Lay down a tarp to mark your territory, then have your kids help pitch a tent on the lawn. Look for a nice flat spot without tree roots or rocks underneath. For a comfier sleep, spread yoga mats underneath everyone’s sleeping bags—instant cushioning!

DON’T FORGET THE S’MORES!

If you have a firepit in the backyard, you’re golden! If not, you can make a mini fire pit out of a terracotta pot: Just line it with tin foil, pile the inside with charcoal (and add lighter fluid, if necessary), and light the pile for tabletop s’mores. The last option just might be the easiest: Use your grill! Cook dinner on the barbecue (may we suggest such camping staples as burgers, hot dogs, and veggies cooked in foil packets), then roast ‘mallows over the residual heat.

TELL SPOOKY STORIES.

Swapping ghost stories is an age-old tradition.
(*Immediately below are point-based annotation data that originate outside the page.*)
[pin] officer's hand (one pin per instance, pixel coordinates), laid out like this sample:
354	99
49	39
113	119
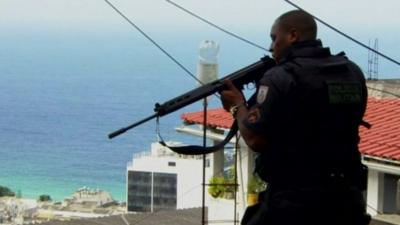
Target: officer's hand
231	96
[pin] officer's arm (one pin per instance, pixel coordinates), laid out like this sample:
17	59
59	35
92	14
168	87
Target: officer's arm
233	97
255	140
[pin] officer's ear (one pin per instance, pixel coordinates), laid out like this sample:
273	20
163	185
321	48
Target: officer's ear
294	35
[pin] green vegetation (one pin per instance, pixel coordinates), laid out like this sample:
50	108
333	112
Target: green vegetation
255	185
5	191
217	187
44	198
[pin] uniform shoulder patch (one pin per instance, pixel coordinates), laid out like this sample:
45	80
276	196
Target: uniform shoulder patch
262	93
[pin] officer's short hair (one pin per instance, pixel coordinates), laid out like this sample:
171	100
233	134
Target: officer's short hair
300	20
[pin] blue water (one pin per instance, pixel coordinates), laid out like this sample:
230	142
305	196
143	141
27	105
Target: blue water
62	92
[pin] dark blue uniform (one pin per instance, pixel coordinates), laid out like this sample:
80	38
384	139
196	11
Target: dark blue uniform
309	108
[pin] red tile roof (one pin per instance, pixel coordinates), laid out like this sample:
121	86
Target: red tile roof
382	140
215	118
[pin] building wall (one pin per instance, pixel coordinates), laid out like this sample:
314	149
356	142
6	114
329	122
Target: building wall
390	193
188	172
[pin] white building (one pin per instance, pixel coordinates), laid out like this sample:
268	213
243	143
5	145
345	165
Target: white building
161	179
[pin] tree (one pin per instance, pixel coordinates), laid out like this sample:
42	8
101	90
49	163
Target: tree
217	187
44	198
5	191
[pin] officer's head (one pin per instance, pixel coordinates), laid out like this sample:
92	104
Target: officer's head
291	27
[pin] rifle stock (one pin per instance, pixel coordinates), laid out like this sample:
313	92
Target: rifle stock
246	75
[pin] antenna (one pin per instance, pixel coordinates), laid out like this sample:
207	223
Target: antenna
373	63
376	62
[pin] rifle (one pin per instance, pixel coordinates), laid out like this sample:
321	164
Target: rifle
246	75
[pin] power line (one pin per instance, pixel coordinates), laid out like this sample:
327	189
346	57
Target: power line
152	41
383	91
216	26
345	35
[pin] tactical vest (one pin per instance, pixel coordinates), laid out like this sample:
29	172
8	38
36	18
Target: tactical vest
317	131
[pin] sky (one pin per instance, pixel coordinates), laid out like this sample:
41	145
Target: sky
363	20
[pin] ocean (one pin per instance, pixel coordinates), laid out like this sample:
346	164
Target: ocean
63	91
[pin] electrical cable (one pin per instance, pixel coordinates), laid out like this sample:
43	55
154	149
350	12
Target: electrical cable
345	35
383	91
216	26
152	41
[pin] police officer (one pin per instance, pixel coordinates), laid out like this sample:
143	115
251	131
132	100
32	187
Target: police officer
303	122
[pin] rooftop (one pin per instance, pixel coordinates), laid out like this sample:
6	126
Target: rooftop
382	140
To give everyone the willies, pick a story you know well (it could be an old urban legend, a creepy scene from a movie that’s always stuck with you, or an old nightmare that’s still lodged in your memory—anything creepy makes a great starter!). Set it nearby (in this very house, or in this very cul de sac, for example), and let it unfold slowly, adding lots of details as you go, which builds suspense and makes the tale feel more true. It’s always fun to add with a spook (like suddenly shouting out the ending or lunging at your rapt audience) or a twist (such as a punchline that turns the whole thing into comedy).  

TAKE GREAT PHOTOS.

You’ll want to document this special memory (for future Chatbooks!), but snapping a photo in low light takes a little skill. For starters, you’ll need your camera (or phone) to be perfectly still so that you don’t wind up with a blurry photo, so use a tripod or set the camera on a table or something else sturdy. And don’t be afraid to use a flashlight as a makeshift spotlight: Shine it on your kids as they pose in front of the tent, and suddenly your camera has something to spot and focus on. Now those are some happy campers!